Me senté y estuve observando a los comensales. Sobre las mesas se veían grandes empanadas, suculentas tajadas de carne, pájaros ensartados en brochetas pasadas por las brasas, marmitas con humeantes estofados, frutas, dulces y golosinas. Los aromas de las especias y el intenso olor de los guisos llenaban la estancia. El rumor de las conversaciones era monótono, salvo por alguna que otra risotada, y en la suave penumbra propiciada por las delicadas lámparas de aceite, el ambiente languidecía. Aquellos fieros y aguerridos turcos se divertían ahora vestidos con frágiles túnicas de lino o seda, en vez de con las férreas armaduras, y cubrían sus cabezas envolventes sedas, damascos, pieles de armiño y plumas, en lugar de los habituales yelmos puntiagudos. Compadreaban amablemente, brindaban y departían acerca de cosas incomprensibles para mí, por hablar la lengua turca.

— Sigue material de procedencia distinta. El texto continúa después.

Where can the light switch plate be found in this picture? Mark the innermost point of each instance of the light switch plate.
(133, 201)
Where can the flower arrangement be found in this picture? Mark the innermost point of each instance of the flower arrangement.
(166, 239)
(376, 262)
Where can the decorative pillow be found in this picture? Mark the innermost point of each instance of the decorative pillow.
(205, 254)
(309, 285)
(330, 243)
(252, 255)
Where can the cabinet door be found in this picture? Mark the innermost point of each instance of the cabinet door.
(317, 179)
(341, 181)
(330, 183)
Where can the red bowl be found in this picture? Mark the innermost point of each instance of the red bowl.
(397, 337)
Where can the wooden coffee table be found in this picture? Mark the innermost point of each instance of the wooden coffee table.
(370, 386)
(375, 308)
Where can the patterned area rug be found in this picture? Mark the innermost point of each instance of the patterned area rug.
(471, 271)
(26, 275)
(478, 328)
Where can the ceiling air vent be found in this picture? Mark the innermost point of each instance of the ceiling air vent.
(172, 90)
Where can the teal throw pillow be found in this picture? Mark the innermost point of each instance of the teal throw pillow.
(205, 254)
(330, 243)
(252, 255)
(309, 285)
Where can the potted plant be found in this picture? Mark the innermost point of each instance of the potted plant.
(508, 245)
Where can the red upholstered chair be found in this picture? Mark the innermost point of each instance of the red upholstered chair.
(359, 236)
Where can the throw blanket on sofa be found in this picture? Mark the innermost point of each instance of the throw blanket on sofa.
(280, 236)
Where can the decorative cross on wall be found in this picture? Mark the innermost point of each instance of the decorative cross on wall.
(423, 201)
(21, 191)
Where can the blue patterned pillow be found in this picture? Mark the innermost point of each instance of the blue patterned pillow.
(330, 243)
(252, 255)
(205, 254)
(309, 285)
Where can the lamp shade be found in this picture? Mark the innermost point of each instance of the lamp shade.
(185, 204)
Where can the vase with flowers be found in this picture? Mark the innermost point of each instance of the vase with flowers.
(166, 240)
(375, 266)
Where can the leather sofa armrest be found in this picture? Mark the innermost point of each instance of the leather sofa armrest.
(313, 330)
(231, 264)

—¡Andando, ve al medio y haz lo que sabes! —me dijo de repente el mayordomo dándome una palmadita en la espalda.

Nervioso, anduve unos pasos hasta situarme donde me pareció más oportuno.

—¡No, ahí no!, ¡he dicho al medio! —me susurró Yusuf.

Un criado fue a colocar el taburete justo en el centro de la estancia. Avancé sin hacerme notar. Me senté y comencé a tocar una bonita melodía que recordaba de mi estancia en Córdoba. Sentí cómo se hacía el silencio. Paseé la vista en derredor y percibí cierta indiferencia. El bajá escuchaba atentamente a un invitado que le hablaba manoteando profusamente y ni siquiera miraba en dirección a donde me hallaba. Arranqué unos cuantos acordes más sonoros y canté como mejor sabía:

 

¡Ay, qué dulce tu amor me sabe!

Déjame gustar la miel que de tu cuerpo se escapa.

Veo la luna en tu piel, como suave luz de plata.

¡Ay, qué tierno tu amor me sabe!

 

Dromux dejó de prestar atención a la conversación y miró hacia mí con grave semblante. Luego hizo un gesto con la mano y no tardó en reinar del todo el silencio. Entonces, con mayor seguridad proseguí yo con un canto más lleno de melancolía:

 

Duéleme el alma señora por no tenerte a mi lado.

Se van y se vienen mis penas y no me hallo consolado.

Doleos de estos amores que no me dejan vivir.

Si no socorréis mis dolores puédome pronto morir.

 

Vi que les placían mucho estos versos al bajá y a su concurrencia y me animé yo aún más. Estuve tañendo y cantando un buen rato. Ora cantaba una copla alegre y movida, ora otra triste y taimada. Desgrané en el laúd canción a canción gran parte del repertorio que conocía; tientos, requiebros, fantasías… Luego me fui dejando llevar por la núba tan triste que se toca en Málaga y estuve ya seguro de tener en el bote a los turcos, pues sus ojos brillaban inundados de lágrimas y hasta se les escapaban algunos suspiros. Cuando terminó la fiesta, me recompensaron con una fuente de pastelitos y una jarra de buen vino que apuré casi de un golpe. Pero Dromux ni siquiera se acercó a felicitarme, aunque me pareció advertir que me lanzaba una leve sonrisa complaciente. En cambio, Yusuf incluso me abrazó y, exultante, me llenó de alabanzas:

—¡Magnífico! ¡Muy bien! ¡Nuestro señor el bajá estaba muy satisfecho!…

Me condujo luego Letmí al sótano donde me guardaban y no dijo palabra por los corredores. Ya me daba yo cuenta de que su rabia hacia mí se intensificaba a causa de este éxito. Y el muy traidor no se quedó con las ganas de darme el último azote del día, antes de empujarme al interior de la celda y cerrarla con sonoras vueltas de la llave, al tiempo que, furibundo, me despedía con un:

—¡Ahí te pudras, perro cristiano!

 

6

 

 

 

 

 

Creí yo, pobre iluso, que me valdría la actuación de la fiesta para alargar mi estancia en la regalada casa del bajá. Pero sucedió que, a la mañana siguiente, vino a por mí el desconsiderado Letmí y me sacó del sueño temprano con una buena tanda de azotes.

—¡Despierta, perro! ¡Despierta, que has de volver allá de donde viniste!

Me levanté de muy mala gana y fui a vestirme con las ropas que me dieron la tarde antes para actuar en la fiesta.

—¡No, nada de eso! ¿Qué te crees tú? Anda, vístete con tus cochinas ropas, estúpido —me espetó el desagradable criado.